DEP8 timeouts on install phase


taking this as a sample:

It looks like something got slower since a few days ago, and tests started being killed due to a timeout ("kind: install" timeout, which has a default of 3000s in autopkgtest).

By the end of February 2023, the passing tests were taking about 20min. Then a little bit more up to 26min in March 2nd, and then they all started to fail.

Looking at the logs, we see apt-get install being interrupted by the autopkgtest timeout mid package download:
Get:242 http://ftpmaster.internal/ubuntu lunar/universe ppc64el apksigner all 31.0.2-1 [438 kB]  Get:243 http://ftpmaster.internal/ubuntu lunar/main ppc64el openjdk-17-jdk-headless ppc64el 17.0.6+10-1 [217 MB]  autopkgtest-virt-ssh [04:23:09]: ------- nova console-log 766e17f7-5365-4cdf-8202-35b6b88a7cdc (adt-lunar-ppc64el-fdroidserver-20230303-012357-lrg-root5) ------

When the test were passing (in the 20min range), they were also downloading hundreds of packages.
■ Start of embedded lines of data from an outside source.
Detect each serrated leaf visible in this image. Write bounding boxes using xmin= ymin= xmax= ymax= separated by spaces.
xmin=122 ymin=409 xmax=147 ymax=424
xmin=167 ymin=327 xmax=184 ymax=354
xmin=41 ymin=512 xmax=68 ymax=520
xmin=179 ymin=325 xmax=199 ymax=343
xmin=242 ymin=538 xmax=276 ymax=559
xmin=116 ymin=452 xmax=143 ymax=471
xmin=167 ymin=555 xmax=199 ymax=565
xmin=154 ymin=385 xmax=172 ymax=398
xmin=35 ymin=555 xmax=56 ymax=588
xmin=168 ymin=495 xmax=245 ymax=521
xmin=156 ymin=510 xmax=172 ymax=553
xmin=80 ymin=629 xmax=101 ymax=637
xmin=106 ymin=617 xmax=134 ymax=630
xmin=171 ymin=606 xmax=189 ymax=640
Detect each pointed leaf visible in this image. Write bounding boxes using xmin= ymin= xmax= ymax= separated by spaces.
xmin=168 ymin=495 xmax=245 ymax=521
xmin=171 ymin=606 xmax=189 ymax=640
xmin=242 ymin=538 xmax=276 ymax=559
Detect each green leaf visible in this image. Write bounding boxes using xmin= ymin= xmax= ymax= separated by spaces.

So something got slower since then. Or this is an isolated case.

We can add fdroidserver/ppc64el to "big_packages", or perhaps "long_tests", if this is expected, or if it will take a long time to be fixed. Otherwise I don't know what to do here, as just retrying will just burn through more energy without any clear indication that it will work.

FYI, fdroidserver/ppc64el is currently one of the packages blocking the openjdk-* migration.

I did a check with ./retry-autopkgtest-regressions --log-regex '\(kind: install\)'
That returned 82 urls[1]:
s390x: 32
ppc64el: 31
arm64: 19

Should we wait and see if it gets better, assuming there is ongoing work in the DEP8 infra? Or bump the timeout? Or something else?